“How could this happen?” Archbishop Eamon Martin on Mother and Baby Homes Report

Jan 16, 2021 | 0 comments

Archbishop Eamon Martin of Armagh has asked all leaders of the Catholic Church in Ireland to study the Final Report of the Commission of Investigation into Mother and Baby Homes in Ireland in the 20th Century.

“I ask all those who are in positions of leadership in the Church to study this lengthy report carefully and especially to spend time reflecting on the courageous testimonies of the witnesses to the Commission. Together we must ask How could this happen?
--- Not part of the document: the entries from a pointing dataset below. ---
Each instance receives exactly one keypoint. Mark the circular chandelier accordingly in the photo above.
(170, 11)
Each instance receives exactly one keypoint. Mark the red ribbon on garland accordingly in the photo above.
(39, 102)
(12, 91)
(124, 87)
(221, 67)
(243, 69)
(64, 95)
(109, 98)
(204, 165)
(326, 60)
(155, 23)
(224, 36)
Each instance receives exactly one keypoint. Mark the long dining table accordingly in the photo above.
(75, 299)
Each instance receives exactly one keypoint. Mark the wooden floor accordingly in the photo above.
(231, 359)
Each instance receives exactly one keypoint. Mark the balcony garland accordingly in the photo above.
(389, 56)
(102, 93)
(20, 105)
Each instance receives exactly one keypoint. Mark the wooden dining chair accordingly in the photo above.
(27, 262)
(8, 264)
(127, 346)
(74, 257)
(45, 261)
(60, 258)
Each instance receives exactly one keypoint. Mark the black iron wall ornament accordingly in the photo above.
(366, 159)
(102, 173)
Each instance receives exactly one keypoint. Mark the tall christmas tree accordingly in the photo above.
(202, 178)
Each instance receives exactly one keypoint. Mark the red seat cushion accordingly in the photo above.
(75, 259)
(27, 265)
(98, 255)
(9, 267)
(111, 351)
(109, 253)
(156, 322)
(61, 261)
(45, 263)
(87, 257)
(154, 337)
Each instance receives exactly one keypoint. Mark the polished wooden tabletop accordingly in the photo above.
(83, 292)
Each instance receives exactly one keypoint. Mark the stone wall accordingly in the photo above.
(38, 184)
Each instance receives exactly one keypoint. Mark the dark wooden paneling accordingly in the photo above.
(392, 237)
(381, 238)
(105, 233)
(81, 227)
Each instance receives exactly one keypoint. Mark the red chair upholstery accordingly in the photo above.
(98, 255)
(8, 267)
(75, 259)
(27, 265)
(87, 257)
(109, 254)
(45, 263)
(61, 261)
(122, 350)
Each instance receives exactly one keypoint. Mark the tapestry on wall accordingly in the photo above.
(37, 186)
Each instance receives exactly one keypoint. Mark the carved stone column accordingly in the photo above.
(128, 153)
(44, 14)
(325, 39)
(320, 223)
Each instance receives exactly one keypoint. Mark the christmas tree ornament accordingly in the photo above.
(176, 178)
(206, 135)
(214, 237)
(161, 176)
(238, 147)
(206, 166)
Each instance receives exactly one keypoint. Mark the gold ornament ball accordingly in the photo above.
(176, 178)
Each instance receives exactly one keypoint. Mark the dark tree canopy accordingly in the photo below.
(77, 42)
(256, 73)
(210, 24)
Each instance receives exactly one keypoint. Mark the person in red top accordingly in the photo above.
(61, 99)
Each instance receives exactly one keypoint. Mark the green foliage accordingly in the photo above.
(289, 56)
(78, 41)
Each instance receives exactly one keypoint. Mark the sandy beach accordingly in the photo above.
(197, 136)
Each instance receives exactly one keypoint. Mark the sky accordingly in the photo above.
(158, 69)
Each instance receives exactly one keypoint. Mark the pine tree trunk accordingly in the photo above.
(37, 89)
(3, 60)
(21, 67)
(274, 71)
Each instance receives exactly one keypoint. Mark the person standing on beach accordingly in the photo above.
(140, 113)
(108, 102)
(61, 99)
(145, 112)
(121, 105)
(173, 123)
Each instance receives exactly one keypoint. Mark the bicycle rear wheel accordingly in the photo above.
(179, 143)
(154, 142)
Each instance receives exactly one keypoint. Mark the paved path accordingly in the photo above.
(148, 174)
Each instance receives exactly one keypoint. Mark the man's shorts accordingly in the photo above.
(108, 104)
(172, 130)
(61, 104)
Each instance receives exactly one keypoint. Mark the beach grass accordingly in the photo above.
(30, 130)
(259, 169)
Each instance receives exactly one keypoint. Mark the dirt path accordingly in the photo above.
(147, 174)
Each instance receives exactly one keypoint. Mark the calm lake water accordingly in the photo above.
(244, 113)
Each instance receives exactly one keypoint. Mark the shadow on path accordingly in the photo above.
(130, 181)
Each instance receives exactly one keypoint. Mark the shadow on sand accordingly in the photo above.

We must identify, accept and respond to the broader issues which the Report raises about our past, present and future.”

On Saturday 16th January 2021 the statements of seven Irish bishops on the report could be found on the website of the Irish Bishops Conference.

The report covered the period 1922-98 and concluded that the proportion of unmarried mothers who entered these homes was ‘probably’ the highest in the world.  The women who entered did so, according to the report,  because they did not have the support of their families or of the men responsible for their condition.  The Commission found no evidence that either church or state had forced them to enter.

A total of about 9,000 children died in these institutions, a far higher proportion than in the wider community.  The experience for first-time mothers was ‘traumatic’.

The report has proved highly controversial, with many commentators attributing most blame to the Catholic church for forming the attitudes that allowed this harshness.  The question of reparations has yet to be decided.

The Commission that produced the report arose out of the work of Tuam local historian Catherine Corless, who investigated the Tuam Mother and Baby Home and concluded that almost 800 infants had been buried in ground once belonging to the home, without proper certification.  These conclusions were reported in the Irish media in 2014.

It is not yet clear what ‘study’ of the report by the church will follow, or whether discussion of it will be facilitated by church authorities among the wider church community.